Pub Date: Oct. 2nd, 2012
ISBN: 978-0-8027-7996-0
Publisher: Walker

Novelist Cooke applies her considerable storytelling talent to expose the incompetent, ineffective investigation and 1781 trial of John Donellan in England.

Ne’er-do-well Theodosius Boughton needed only one more year to attain his majority and become the Baronet Boughton. The young heir had been infected with venereal disease at age 15 while studying at Eton. Learning nothing from his experience, he was reinfected multiple times and relied on an apothecary to treat him. He also kept a host of self-treatments in his rooms, including mercury and arsenic. At the end of August 1780, a new mixture from the apothecary was delivered to him and set aside for morning. His mother, instead of riding with her son-in-law, Donellan, stayed to ensure her son took his medicine, noting at the time that it smelled of bitter almonds. Theodosius immediately collapsed into a seizure.
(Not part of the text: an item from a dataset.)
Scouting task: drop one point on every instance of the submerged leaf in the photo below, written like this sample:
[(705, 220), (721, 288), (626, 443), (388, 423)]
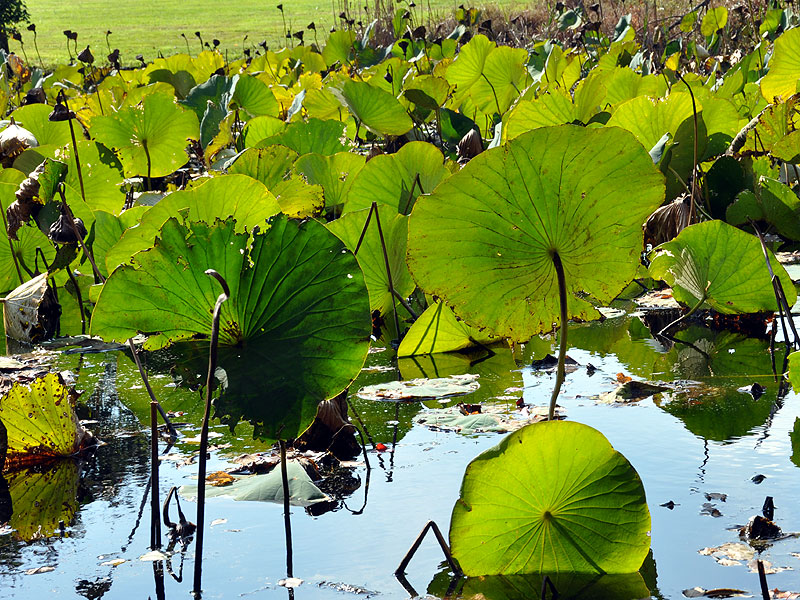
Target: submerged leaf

Donellan was called in, and he immediately took two empty vials and rinsed them out in the basin. Within 20 minutes, Theodosius was dead. Within hours of her son’s death, his mother arranged for the funeral, had breakfast and discussed her future with her son-in-law, whose wife would inherit much of the holdings. Throughout, readers will sense a distinct odor of English class-consciousness in this case, and there’s no doubt that Donellan’s lack of breeding played a considerable part. Why was Donellan accused of poisoning the victim when his mother administered the medicine? Why wasn’t the autopsy performed immediately by competent surgeons? The rulings of the presiding judge at the trial were blatantly slanted, and “expert” witnesses proved to be completely lacking in authority.

Cooke itemizes the available details, but more importantly, she notes the questions that weren’t asked, the facts that were not introduced, and the logical conclusions that never arrived.